Tech Industry Press Is Complicit in Keeping Women on Industry Sidelines - iProject
http://www.forbes.com/sites/kirstenbischoff/2012/04/05/tech-industry-press-is-complicit-in-keeping-women-on-industry-sidelines/
======
benologist
This really feels like Forbes is just trolling for rebuttals from tech blogs.

It starts off quite well, highlighting that these sites are just pandering to
investors or writing for pageviews, or in some cases both _cough_.

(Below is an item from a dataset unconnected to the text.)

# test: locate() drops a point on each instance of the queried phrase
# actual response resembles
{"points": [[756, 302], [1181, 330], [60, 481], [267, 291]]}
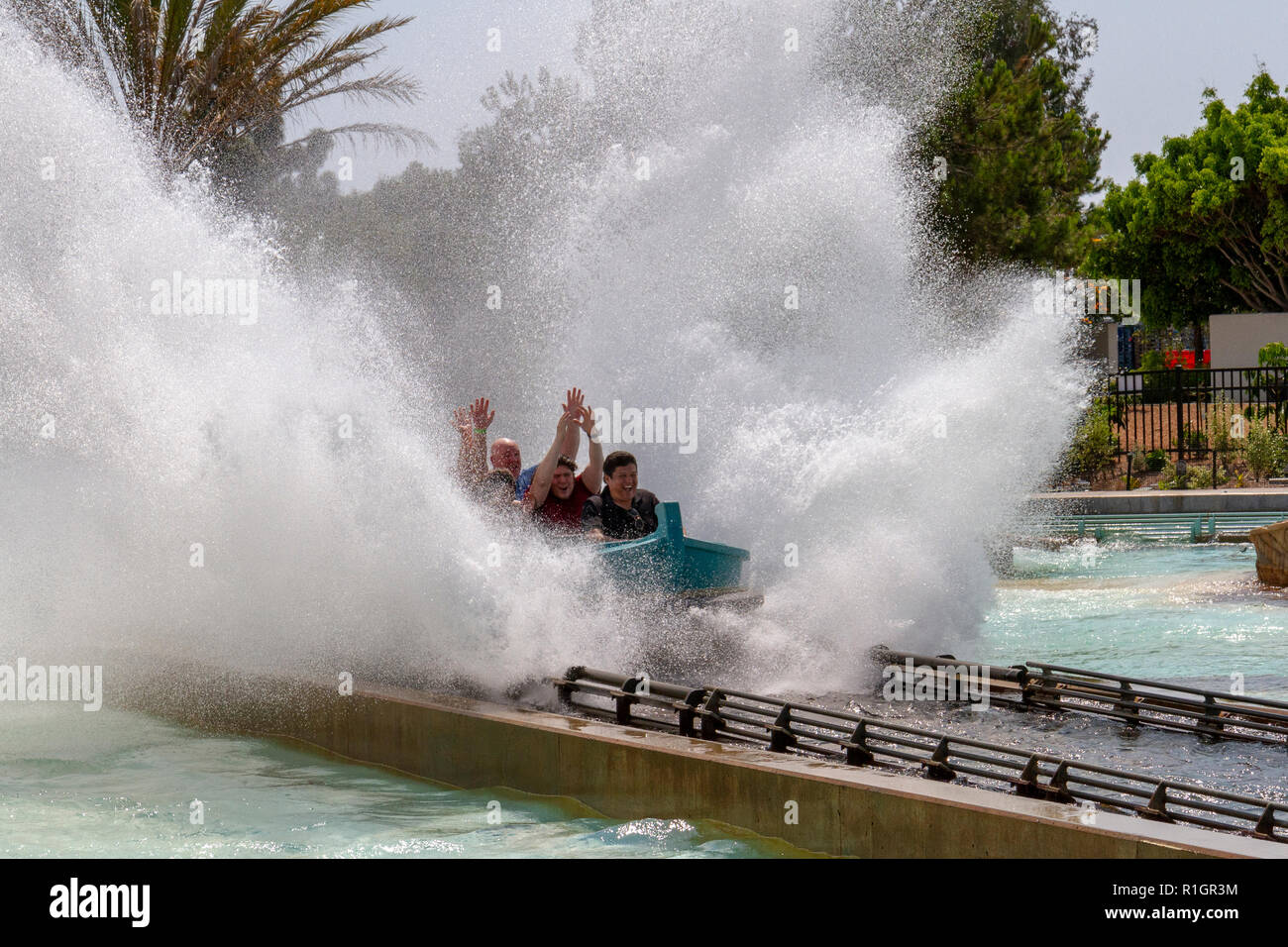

Somehow after labeling these blogs as mouth pieces for the investment
community they declare that these blogs are sexist for not writing enough
about women.

The obvious conclusion there is not enough women are being invested in.
Presumably like with men "enough" is some small percent of those who bother
seeking investment at all.

TechCrunch is an especially poor example I think - woman CEO, women reporters,
just last week a piece on women in YC's latest round written by a woman.

------
alain94040
Not convinced by the article, I didn't see any facts or data. "Complicit" is a
loaded word that should be backed up with evidence.

------
olalonde
Funny, I was under the impression that female founders were overrepresented in
tech news. Apart from some anecdotal evidence, I don't think the author makes
a very convincing case of the opposite. That being said, it would be
interesting to compare the ratio of successful female entrepreneurs versus the
ratio of press coverage they get.

------
joejohnson
Minor nitpick: there are numerous grammatical errors with missing punctuation.
This makes the article hard to read... and she loses a little bit of
credibility, especially when she's a "professional blogger".